Only 17 players (with at least 10 games played) can match Hezonja’s nightly outputs in points, boards, dimes, takeaways and threes over that stretch; 11 of them were All-Stars this season, while the other six are Chris Paul, Ben Simmons, Otto Porter, Jrue Holiday, Kentavious Caldwell-Pope and Kris Dunn.
Needless to say, that’s not bad company to be in for the third-year player out of FC Barcelona.
As the sample size of Hezonja’s improved play continues to grow, the intrigue surrounding his impending unrestricted free agency likewise will gain some steam.
Because the Magic are under new management this season, having hired Jeff Weltman from the Toronto Raptors to be their president of basketball ops and John Hammond from the Milwaukee Bucks as their general manager, changes to the roster were an inevitability.
However, Orlando’s decision to decline their team option for 2018-19 on Hezonja could very well end up costing them the services of their exciting young wing.
Instead of having Hezonja under team control for another season at the reasonable price of $6.9 million – before having the option to make him a restricted free agent in the summer of 2019 – the most they can now offer the Croatian to stay in central Florida next year is his $5.2 million cap hold.

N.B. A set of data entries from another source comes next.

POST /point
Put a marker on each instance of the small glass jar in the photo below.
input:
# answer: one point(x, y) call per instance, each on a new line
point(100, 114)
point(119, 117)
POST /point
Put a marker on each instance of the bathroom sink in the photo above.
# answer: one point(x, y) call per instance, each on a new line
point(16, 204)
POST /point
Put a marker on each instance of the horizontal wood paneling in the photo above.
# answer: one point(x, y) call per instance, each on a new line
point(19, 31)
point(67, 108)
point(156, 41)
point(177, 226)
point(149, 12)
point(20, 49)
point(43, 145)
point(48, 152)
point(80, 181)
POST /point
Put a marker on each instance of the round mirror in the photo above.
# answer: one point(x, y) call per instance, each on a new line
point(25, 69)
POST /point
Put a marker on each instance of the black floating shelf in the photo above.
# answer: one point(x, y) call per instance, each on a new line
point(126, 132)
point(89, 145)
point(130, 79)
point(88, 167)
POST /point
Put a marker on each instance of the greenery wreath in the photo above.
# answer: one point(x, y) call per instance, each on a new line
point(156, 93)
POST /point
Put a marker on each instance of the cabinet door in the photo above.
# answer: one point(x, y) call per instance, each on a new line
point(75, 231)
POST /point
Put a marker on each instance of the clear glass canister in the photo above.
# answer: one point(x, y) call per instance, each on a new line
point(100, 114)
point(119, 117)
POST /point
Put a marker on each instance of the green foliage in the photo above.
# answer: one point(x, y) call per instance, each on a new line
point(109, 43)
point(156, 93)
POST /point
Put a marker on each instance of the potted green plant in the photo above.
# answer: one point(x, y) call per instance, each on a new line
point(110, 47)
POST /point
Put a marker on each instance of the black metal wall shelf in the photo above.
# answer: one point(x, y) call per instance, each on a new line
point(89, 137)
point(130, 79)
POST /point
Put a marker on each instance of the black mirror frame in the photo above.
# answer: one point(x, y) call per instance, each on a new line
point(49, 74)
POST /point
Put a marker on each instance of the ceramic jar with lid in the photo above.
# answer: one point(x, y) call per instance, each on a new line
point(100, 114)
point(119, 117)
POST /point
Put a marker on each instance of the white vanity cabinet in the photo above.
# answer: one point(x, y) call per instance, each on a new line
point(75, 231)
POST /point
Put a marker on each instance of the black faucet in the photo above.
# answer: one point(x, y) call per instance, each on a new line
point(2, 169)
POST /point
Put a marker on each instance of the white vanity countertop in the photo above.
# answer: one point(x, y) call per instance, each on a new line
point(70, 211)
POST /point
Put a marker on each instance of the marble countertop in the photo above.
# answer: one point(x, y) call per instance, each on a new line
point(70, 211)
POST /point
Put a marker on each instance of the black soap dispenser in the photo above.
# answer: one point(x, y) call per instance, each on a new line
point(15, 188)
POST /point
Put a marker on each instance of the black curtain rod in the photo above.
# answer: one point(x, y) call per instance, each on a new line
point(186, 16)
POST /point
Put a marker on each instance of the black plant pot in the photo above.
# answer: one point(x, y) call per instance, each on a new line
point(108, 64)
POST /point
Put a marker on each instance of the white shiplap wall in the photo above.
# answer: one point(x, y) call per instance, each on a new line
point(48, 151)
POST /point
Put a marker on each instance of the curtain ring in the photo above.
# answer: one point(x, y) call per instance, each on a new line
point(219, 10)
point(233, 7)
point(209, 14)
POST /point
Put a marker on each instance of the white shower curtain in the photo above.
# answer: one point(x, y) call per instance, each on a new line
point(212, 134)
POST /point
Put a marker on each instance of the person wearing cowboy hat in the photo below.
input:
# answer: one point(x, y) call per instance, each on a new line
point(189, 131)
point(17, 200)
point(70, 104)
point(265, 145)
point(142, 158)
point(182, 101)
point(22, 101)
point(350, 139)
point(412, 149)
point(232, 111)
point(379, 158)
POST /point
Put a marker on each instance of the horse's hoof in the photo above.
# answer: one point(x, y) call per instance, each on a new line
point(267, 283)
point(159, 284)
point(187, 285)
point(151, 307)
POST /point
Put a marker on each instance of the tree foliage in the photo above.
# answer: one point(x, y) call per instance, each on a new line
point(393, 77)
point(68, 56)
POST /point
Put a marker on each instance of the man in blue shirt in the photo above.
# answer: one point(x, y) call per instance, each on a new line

If another franchise is enticed by what Hezonja has shown over the latter half of 2017-18, they can acquire him at whatever price they see fit – and there’s nothing the Magic can do to stop it.
Though the thought of the former 2015 draft pick earning any sort of payday was laughable in the not-so-distant past (after all, Hezonja did average a meager 5.5 points per contest on 39.8 percent shooting over his first two seasons), it now doesn’t seem so unbelievable.
This year, according to Synergy Sports Tech, the Magic wing is producing 0.96 points per possession (PPP) as a scorer out of the pick-and-roll – a mark that places him in the 83rd percentile, ahead of the likes of Victor Oladipo and DeMar DeRozan (albeit on a far smaller sample size).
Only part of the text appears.